Je n’ai pas d’excuses, je suis juste humaine… Mais j’ai appris qu’on pouvait revenir sur ce qui s’est passé, s’excuser, câliner, et qu’ils apprenaient aussi à faire de même…c’est pas parfait mais ce n’est pas “si pire”…

Principe number seven : “ils mangeront TOUJOURS équilibré”
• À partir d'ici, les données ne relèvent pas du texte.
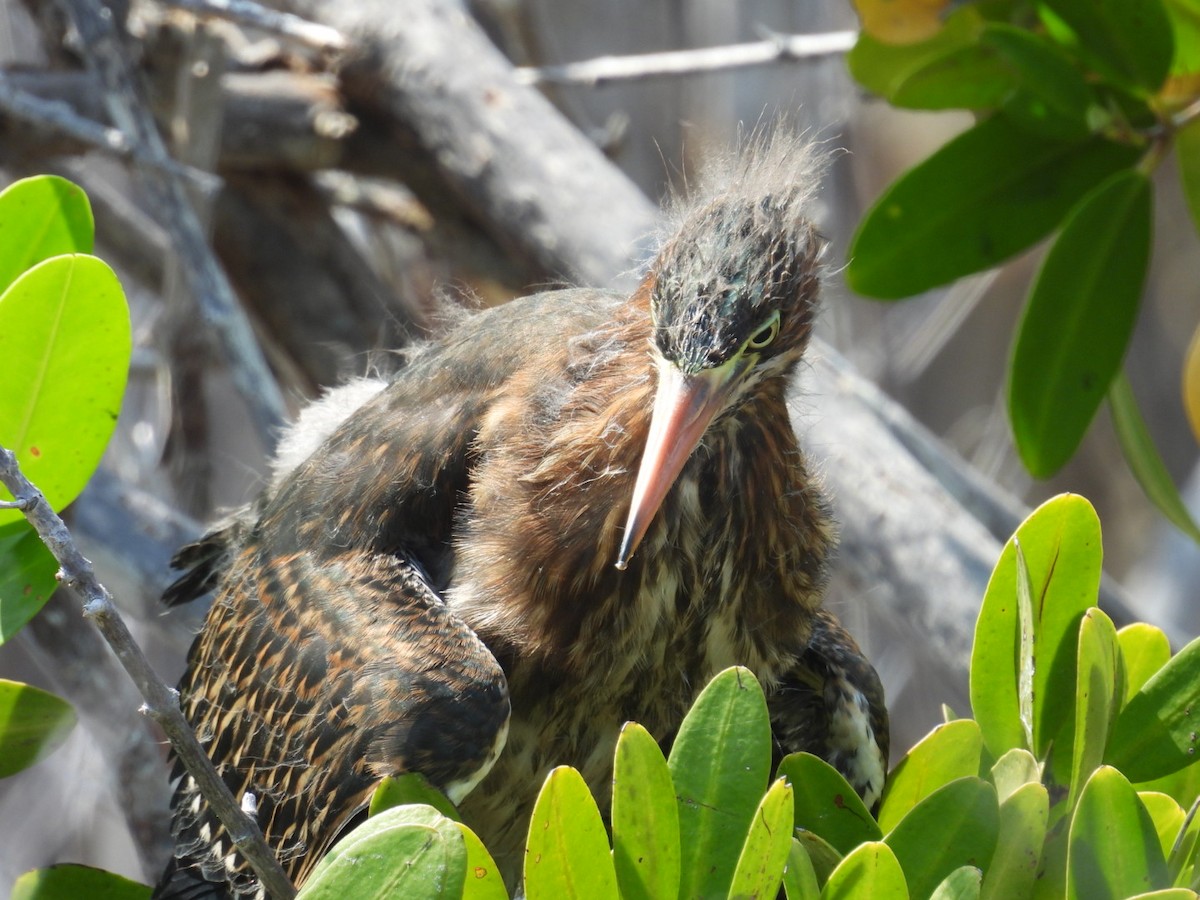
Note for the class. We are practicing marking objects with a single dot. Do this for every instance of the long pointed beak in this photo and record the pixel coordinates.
(683, 408)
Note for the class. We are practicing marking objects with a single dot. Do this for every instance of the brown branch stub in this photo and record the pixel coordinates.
(161, 701)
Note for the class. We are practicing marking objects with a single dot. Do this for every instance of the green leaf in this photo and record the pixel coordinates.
(870, 871)
(1078, 321)
(964, 815)
(1114, 850)
(67, 880)
(1144, 651)
(414, 852)
(949, 70)
(484, 880)
(568, 852)
(989, 193)
(64, 359)
(33, 725)
(1099, 693)
(645, 819)
(1167, 815)
(1061, 543)
(408, 789)
(948, 753)
(720, 762)
(1013, 771)
(1156, 733)
(1053, 99)
(27, 576)
(1144, 461)
(768, 843)
(826, 804)
(960, 885)
(799, 877)
(1024, 816)
(41, 217)
(1131, 41)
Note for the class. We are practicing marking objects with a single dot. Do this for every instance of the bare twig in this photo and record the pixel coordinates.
(161, 702)
(208, 283)
(775, 48)
(257, 16)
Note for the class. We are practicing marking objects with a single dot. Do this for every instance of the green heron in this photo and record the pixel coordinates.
(568, 513)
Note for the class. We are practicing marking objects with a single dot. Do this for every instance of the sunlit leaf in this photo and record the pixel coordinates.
(989, 193)
(64, 359)
(948, 753)
(1156, 733)
(568, 851)
(1114, 849)
(1078, 321)
(965, 815)
(720, 763)
(33, 725)
(1061, 544)
(65, 881)
(41, 217)
(645, 819)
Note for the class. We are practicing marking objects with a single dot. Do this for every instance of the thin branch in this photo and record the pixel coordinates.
(205, 280)
(775, 48)
(161, 702)
(257, 16)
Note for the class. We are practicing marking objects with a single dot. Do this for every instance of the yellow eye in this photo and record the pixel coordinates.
(766, 334)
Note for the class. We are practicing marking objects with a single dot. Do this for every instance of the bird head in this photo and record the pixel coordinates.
(732, 298)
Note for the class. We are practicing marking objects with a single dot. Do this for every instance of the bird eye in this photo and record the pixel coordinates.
(765, 335)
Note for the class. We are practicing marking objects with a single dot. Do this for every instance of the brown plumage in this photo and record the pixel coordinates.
(594, 499)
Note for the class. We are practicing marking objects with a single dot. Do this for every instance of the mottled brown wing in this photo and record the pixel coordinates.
(832, 705)
(312, 679)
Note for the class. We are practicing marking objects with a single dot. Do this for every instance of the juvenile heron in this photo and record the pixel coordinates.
(568, 513)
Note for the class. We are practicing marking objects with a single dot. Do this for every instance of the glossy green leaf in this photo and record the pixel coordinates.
(964, 815)
(1187, 155)
(960, 885)
(41, 217)
(33, 725)
(870, 871)
(948, 753)
(483, 880)
(414, 852)
(567, 855)
(66, 881)
(760, 870)
(985, 196)
(411, 787)
(1114, 850)
(1144, 461)
(826, 804)
(1013, 771)
(1099, 693)
(822, 856)
(27, 576)
(1156, 733)
(801, 877)
(1024, 817)
(1144, 651)
(1061, 544)
(1078, 321)
(719, 762)
(949, 70)
(64, 358)
(1128, 40)
(1167, 815)
(1053, 97)
(645, 819)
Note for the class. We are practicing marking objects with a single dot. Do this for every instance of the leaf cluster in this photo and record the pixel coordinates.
(1077, 102)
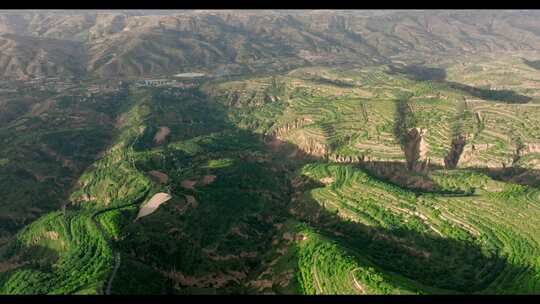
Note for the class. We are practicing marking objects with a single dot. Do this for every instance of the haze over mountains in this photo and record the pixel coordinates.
(134, 43)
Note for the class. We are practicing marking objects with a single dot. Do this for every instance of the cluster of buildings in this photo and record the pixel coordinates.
(183, 81)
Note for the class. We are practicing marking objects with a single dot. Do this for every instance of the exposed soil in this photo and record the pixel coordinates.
(153, 204)
(327, 180)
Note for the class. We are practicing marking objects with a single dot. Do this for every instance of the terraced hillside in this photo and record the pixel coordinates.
(378, 180)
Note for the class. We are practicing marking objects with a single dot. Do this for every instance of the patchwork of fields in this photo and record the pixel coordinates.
(380, 180)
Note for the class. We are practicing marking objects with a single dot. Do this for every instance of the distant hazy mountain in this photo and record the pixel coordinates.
(133, 43)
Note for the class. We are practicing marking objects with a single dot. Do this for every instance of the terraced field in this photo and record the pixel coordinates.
(315, 181)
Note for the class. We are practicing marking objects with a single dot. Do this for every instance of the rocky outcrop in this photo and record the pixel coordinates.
(456, 149)
(298, 123)
(416, 149)
(531, 148)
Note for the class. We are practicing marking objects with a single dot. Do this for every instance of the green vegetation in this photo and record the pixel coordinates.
(291, 183)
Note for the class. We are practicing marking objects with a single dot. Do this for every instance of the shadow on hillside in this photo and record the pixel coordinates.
(515, 175)
(421, 73)
(535, 64)
(445, 263)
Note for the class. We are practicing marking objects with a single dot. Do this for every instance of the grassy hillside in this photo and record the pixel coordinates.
(380, 180)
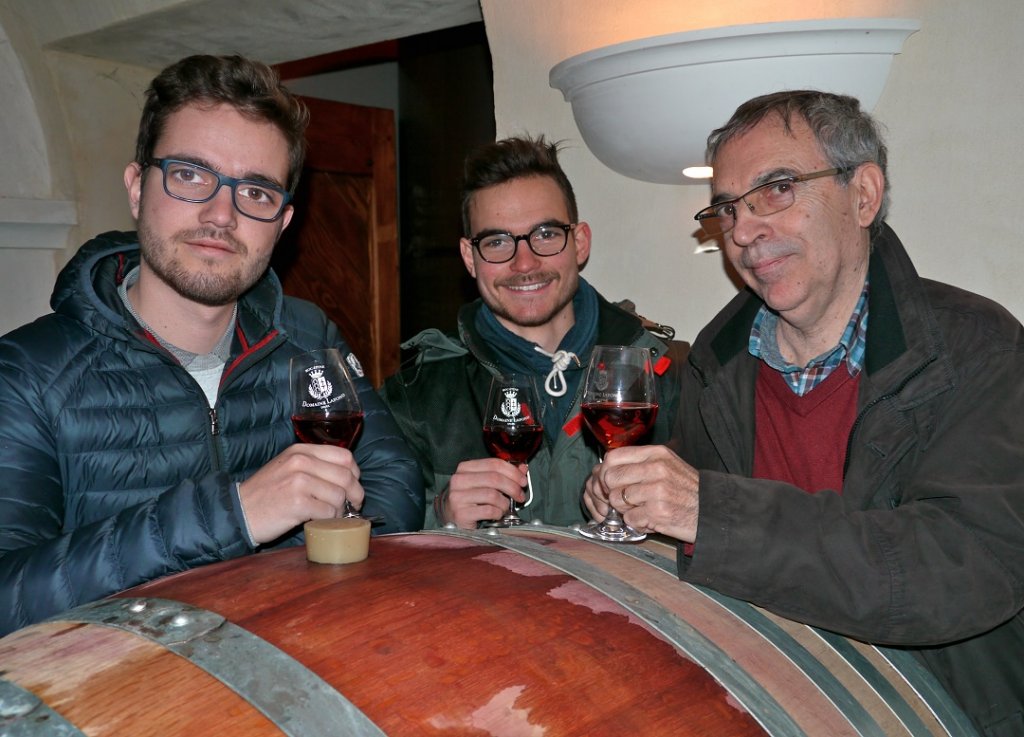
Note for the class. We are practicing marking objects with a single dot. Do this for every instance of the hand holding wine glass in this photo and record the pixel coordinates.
(620, 407)
(326, 408)
(512, 429)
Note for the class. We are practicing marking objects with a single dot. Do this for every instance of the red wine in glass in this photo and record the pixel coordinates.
(620, 424)
(326, 407)
(512, 429)
(513, 445)
(619, 406)
(333, 428)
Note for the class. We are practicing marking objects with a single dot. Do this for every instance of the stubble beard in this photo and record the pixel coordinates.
(536, 320)
(211, 290)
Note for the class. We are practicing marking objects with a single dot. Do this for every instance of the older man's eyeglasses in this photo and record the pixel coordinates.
(192, 182)
(543, 241)
(767, 199)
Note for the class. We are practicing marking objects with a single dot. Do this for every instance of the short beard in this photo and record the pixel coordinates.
(532, 321)
(205, 289)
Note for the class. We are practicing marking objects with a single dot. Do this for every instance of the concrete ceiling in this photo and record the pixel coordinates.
(155, 33)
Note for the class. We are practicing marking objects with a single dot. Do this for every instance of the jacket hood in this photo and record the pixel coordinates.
(902, 335)
(86, 290)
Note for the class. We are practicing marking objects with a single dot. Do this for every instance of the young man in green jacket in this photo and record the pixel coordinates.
(536, 314)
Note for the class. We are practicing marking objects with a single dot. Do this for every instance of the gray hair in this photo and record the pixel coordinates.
(848, 135)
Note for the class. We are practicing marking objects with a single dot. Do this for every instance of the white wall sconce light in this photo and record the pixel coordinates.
(645, 107)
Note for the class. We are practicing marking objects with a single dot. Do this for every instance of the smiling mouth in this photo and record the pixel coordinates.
(528, 288)
(534, 283)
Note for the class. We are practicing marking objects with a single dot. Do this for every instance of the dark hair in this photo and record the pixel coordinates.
(513, 159)
(847, 134)
(251, 87)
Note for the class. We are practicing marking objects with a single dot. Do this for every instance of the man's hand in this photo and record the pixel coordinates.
(304, 482)
(480, 489)
(653, 488)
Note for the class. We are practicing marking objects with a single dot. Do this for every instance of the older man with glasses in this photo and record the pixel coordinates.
(145, 425)
(524, 245)
(848, 447)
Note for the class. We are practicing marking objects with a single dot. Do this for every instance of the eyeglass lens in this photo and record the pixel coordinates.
(765, 200)
(544, 241)
(195, 183)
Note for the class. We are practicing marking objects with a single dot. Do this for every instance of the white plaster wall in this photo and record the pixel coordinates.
(25, 275)
(951, 106)
(101, 102)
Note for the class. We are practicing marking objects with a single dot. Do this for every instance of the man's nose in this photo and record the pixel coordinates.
(749, 225)
(524, 259)
(219, 210)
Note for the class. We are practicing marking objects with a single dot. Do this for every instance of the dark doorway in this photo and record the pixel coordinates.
(446, 109)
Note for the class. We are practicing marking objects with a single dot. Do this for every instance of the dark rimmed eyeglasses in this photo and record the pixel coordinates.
(192, 182)
(767, 199)
(547, 240)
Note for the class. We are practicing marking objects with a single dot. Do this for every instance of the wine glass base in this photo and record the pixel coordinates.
(614, 532)
(507, 522)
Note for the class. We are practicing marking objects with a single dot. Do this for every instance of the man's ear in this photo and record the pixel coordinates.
(869, 185)
(466, 248)
(581, 236)
(133, 183)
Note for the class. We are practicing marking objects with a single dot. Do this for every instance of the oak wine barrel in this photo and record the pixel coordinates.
(524, 633)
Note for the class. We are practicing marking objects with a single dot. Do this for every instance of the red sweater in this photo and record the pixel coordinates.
(802, 439)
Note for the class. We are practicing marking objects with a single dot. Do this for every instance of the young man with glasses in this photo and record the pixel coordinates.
(524, 245)
(144, 426)
(849, 441)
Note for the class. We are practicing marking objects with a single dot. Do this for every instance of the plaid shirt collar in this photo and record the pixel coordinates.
(764, 345)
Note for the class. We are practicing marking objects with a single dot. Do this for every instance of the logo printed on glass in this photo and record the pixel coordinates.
(513, 413)
(320, 388)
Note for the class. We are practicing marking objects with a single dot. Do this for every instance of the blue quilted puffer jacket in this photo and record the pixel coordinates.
(114, 469)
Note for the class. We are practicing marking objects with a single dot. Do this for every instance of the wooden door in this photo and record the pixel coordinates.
(341, 250)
Euh, hormis en décidant d’investir dans un gavoir professionnel (ça existe d’ailleurs?), c’est juste impossible. Ici j’ai Monsieur Légumes-Jus-Viande et Madame Patate-purée-pommedeterre, sans compter Le Mâle qui est plutôt Féculent et moi qui suis Végé, je n’ai pas trouvé de solutions autre que de m’adapter et de faire face à au moins un “c’est dégueulasse” par jour.

Finalement, j’ai clairement baissé mon niveau d’exigence. S’ils mangent, c’est cool. Sinon, c’est dommage. Si je n’entends pas le mot “Dégueulasse” c’est LA victoire du soir. S’ils disent “Dégoutant” c’est aussi une victoire (et en prime je n’aurai pas de réflexion de la crèche “votre fille dit “DEGUEULASSE”, c’est MAL.)
Tant qu’ils ne se réveillent pas la nuit car ils ont faim, c’est totalement suffisant. Point.

Bref, comme vous pouvez le lire, pas mal de principes bafoués et non respectés par ici..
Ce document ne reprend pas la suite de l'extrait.